THE joint committees on Downstream, Niger Delta Ministry and Local Governments in the
House of Representatives yesterday summoned Minister of Niger Delta Affairs, Elder Godsday Orubebe, to explain his ministry’s role in the Federal Government’s Subsidy Re-investment Empowerment Programme, SURE-P.
The joint Committee also insisted that governor of Central Bank of Nigeria, CBN, Mallam Sanusi Lamido, must appear next Tuesday, though he had appealed earlier that he would be unavoidably absent.
Dakuku Peterside, Chairman of the Joint Committee on Subsidy Re-Investment and Empowerment Programme, SURE-P, made this disclosure at a meeting with stakeholders.
He, however, assured Nigerians that the National Assembly’s inquest into the activities of the agency would be guided by national interest.
The meeting, however, provided fresh perspectives on the activities of the benefitting ministries and agencies.
Mike Onolememen, Minister of Works and Muhammad Ali Pate, Minister of State for Health, spoke extensively on their challenges and constraints in the implementation of programmes in their ministries.
In the course of proceedings, it was also discovered that most of the projects awarded by the Ministry of Works were awarded without due process.
However, Ministry of Works agreed that fragmentation of projects, which is fast becoming the order of the day, served nobody’s interest and must, therefore, be addressed in the interest of the people.
Like most people, Pate agreed that many people did not trust government because of experiences of the past.
He explained that” SURE-P, was meant to help regain peoples’ confidence in government.”

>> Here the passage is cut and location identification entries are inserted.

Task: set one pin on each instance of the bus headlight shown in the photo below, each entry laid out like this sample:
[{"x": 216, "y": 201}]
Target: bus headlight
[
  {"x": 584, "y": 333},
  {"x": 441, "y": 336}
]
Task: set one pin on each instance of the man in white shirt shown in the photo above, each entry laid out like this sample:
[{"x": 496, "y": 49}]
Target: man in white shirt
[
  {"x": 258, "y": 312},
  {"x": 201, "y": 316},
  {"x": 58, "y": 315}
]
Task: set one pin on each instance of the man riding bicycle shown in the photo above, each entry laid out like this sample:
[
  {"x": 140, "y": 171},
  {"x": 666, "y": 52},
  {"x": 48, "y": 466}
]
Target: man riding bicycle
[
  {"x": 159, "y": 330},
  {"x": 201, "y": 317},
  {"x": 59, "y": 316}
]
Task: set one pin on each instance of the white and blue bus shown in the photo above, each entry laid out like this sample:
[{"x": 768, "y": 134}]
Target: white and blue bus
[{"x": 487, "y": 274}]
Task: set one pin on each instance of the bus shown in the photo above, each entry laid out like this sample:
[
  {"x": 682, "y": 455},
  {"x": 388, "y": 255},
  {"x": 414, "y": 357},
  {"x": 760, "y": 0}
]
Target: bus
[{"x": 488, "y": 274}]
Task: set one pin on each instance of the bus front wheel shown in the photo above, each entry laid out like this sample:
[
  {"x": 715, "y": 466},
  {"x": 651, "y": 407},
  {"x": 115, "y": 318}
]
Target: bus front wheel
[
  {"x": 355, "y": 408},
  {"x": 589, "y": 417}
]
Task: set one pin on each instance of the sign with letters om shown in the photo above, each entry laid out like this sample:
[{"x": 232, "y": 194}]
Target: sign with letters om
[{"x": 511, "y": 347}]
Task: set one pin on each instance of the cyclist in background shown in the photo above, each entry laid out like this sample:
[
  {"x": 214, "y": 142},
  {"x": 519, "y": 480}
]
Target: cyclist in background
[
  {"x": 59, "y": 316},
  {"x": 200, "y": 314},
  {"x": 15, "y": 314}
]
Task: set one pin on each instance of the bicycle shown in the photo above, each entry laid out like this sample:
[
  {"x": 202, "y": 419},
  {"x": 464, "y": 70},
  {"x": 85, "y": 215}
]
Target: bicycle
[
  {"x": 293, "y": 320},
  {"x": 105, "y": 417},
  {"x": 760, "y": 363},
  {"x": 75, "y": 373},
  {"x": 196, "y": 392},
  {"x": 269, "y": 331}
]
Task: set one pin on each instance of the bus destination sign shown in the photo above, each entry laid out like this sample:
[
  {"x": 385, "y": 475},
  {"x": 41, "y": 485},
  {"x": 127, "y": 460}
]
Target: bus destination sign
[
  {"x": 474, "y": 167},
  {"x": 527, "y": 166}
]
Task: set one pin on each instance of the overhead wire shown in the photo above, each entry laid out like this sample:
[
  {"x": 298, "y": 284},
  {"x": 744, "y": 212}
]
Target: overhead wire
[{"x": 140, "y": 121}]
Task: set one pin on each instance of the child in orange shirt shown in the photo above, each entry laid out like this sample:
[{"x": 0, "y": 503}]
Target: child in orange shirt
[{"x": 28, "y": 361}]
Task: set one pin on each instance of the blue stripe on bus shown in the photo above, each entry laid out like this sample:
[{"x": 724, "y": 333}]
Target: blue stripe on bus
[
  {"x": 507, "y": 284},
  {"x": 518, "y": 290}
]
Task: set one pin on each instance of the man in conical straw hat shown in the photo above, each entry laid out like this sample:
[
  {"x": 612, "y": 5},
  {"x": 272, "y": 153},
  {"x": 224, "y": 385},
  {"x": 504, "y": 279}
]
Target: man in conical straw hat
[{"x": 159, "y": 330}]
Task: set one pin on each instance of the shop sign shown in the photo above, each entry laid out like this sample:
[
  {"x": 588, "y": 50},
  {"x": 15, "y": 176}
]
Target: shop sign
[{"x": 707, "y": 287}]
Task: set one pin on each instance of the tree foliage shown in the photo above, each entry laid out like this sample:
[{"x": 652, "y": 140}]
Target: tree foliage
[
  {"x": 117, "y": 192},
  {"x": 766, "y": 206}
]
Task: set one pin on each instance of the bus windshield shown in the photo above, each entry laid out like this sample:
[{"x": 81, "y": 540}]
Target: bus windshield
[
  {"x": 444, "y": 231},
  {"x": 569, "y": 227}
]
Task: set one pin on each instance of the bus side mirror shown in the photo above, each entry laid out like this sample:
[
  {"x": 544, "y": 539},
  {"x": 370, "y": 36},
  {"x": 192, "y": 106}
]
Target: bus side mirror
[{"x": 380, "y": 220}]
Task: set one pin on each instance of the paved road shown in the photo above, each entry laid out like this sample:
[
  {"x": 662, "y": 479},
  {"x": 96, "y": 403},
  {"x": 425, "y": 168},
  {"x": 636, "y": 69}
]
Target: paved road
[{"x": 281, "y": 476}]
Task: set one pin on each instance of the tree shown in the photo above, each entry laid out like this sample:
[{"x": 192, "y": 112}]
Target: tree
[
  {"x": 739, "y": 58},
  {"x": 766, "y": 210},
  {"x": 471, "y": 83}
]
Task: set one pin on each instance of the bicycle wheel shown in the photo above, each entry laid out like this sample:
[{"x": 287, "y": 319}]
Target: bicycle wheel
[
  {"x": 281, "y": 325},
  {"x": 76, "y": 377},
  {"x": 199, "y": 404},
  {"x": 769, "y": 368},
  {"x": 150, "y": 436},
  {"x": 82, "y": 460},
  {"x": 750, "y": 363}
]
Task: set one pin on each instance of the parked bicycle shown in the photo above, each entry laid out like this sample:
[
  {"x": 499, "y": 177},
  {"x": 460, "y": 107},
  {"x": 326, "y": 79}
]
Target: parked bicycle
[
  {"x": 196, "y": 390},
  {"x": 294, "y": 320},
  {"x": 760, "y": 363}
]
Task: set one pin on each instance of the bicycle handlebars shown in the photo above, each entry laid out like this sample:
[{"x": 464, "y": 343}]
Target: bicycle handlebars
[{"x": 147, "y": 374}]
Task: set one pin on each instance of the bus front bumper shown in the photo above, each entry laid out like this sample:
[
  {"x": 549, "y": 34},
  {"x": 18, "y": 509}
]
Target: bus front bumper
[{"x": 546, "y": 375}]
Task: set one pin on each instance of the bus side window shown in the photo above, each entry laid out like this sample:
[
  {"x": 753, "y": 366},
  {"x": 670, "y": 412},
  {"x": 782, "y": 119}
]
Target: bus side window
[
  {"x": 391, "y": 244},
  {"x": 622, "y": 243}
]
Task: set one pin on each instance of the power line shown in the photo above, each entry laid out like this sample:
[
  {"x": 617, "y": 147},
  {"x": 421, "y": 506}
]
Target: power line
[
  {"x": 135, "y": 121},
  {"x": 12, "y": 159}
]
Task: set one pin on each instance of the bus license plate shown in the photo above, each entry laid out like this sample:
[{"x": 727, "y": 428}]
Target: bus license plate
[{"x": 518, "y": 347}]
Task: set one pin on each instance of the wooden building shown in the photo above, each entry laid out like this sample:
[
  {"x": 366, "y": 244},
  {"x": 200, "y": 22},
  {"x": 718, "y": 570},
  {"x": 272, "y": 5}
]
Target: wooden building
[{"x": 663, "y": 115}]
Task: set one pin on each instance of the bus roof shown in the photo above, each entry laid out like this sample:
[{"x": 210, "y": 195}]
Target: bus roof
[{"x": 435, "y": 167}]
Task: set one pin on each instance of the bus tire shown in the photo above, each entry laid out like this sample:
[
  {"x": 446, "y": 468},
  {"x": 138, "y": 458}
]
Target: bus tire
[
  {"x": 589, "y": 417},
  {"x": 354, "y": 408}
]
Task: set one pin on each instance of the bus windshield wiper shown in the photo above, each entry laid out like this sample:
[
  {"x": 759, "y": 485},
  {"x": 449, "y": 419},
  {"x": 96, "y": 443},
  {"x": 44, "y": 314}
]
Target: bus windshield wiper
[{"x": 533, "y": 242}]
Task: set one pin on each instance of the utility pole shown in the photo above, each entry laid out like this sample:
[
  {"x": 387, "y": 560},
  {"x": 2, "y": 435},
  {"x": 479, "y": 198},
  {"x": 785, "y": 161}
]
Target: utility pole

Peterside, nonetheless, identified some troubling issues around SURE-P that had dominated public discourse for a considerable number of months now.
He said: “They include the agency’s inconsistent status with the President’s objectives at the inception of the programme, the perceived duplication of normal activities of ministries, the belief that SURE-P is a political tool in the hands of a certain interest groups.
”The perception that the agency has done little or nothing to create jobs, protect the vulnerable and engender the much needed economic transformation of Nigeria.”